<--- Starting with this one

Date: 2011-09-03 08:43 pm (UTC)
luinied: And someday, together, we'll shine. (Twilight Rune)
From: [personal profile] luinied
This is the Twilight Rune from Suikoden V. In the Suikoden series, runes attached to the hands or forehead are what let people cast spells, and in each game there are a few special runes with plot significance. In this case, the Twilight Rune is one of the two that kind of moderate the Sun Rune, the royal treasure (and ultimate weapon) of the nation the game is set in. The main character gets the healing-focused Dawn Rune pretty early on, but the attack-focused Twilight Rune is passed around to a few people.

I picked it for an icon for a bunch of reasons (as with all my icons, really). I like the two well-attuned users of the Twilight Rune in the game, even though they're at times very different, and I like what they each stand for. I like the association with supporting characters rather than main heroes. And there's a little side-association with a court in Changeling: The Lost which goes along nicely with how I see the world sometimes.




This is the Salikawood from Final Fantasy XII. I wasn't really that taken by the game, but I that region just managed to capture the sort of beautiful peaceful forest setting very well for me. I think a lot of it is that it reminded me of Secret of Mana. There's a mini-quest there involving lazy moogle engineers, and in most of the screens none of the creatures start out hostile. So, basically, it just made me happy.




This is from Super Metroid - yet another video game, I know. It's actually part of an area from the first Metroid game that you visit rather early on in your return to the planet Zebes; when you first arrive there it appears deserted, but your presence keeps triggering sensors, and when you go back with the powerups you needed to find the place is crawling with enemies again.

Super Metroid is a great game, and the early exploration of Zebes manages to be a pretty good representation of how good it is, at least to me. It's also extremely iconic - if you've played the original Metroid, you saw rooms like that so many times, and you should immediately know roughly what's on the other side. It's also a reference to a webcomic a friend of mine made, which uses a room that would be on the opposite side of such a door, but unfortunately it's no longer online, at least that I know of.
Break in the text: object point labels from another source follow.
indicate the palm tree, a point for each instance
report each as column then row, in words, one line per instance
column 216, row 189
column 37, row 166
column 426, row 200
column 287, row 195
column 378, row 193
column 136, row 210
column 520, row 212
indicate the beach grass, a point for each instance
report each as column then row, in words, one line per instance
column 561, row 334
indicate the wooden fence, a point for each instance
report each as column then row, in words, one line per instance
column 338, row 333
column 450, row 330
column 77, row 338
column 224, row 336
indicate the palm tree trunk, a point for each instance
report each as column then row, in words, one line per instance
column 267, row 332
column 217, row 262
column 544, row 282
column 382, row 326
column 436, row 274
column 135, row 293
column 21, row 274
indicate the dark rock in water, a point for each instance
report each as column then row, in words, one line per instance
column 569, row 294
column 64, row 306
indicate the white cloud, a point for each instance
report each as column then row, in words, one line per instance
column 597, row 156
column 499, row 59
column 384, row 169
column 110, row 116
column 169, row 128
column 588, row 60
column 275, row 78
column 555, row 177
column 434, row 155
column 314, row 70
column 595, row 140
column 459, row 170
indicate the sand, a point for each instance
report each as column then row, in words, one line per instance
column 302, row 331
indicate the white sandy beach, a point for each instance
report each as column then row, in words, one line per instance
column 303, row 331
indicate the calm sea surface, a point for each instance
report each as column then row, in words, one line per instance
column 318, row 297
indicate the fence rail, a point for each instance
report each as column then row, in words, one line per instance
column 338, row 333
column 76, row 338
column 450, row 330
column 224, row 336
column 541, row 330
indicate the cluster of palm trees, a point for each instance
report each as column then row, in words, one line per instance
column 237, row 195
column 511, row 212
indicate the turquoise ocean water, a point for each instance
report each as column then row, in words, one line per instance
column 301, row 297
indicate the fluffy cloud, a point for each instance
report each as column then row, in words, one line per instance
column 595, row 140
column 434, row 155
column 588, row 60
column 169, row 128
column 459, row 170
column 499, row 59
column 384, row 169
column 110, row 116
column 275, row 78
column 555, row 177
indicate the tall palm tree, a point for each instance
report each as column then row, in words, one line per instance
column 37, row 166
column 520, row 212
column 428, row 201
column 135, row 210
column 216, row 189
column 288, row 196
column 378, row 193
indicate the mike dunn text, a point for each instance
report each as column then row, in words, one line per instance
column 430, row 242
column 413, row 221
Finally, something that isn't from a video game. This is from one of the Utena artbooks, showing the shadow girls in what looks like the elevator to the student council room, imitating the classic poses that three of the student council members take every time they ride the elevator. Of course, the shadow girls are not in the student council - they are the drama club, or perhaps they are aliens, or perhaps they are just some sort of Greek chorus. Like most things in Utena, they are hard to explain. But it's a good userpic for when I'm amused by something or being irreverent. Or when I'm asking if I can please have the UFOs.




This is Budehuc Castle, from Suikoden III. It's basically an old manor house and some outlying buildings far from the capitol where that a conniving noble gives to Thomas, his bastard son, to get him as far away as possible. The few chapters were you control Thomas (which are optional) aren't all that heroic, as the place is broke and falling apart, but through various deals you manage to keep your independence even after a brief siege, and, when the local conflict is superseded by a much larger invasion, your old castle becomes the headquarters of the forces united under whichever of the three main characters is chosen as the leader in the game's main story.

So, yeah, it's another one that caters to my love of side characters. In most of the Suikoden games, the character in Thomas' position would be the hero and leader of the army, but III was doing some experiments with multiple perspectives. And I can't not love the timid and non-adventurous but good-hearted lead, especially when he reminds me of me. But there's also the castle as reference to all its original occupants, who are such a scrappy gang of misfits, and as the place where people come together and get along despite their past disagreements and very different backgrounds.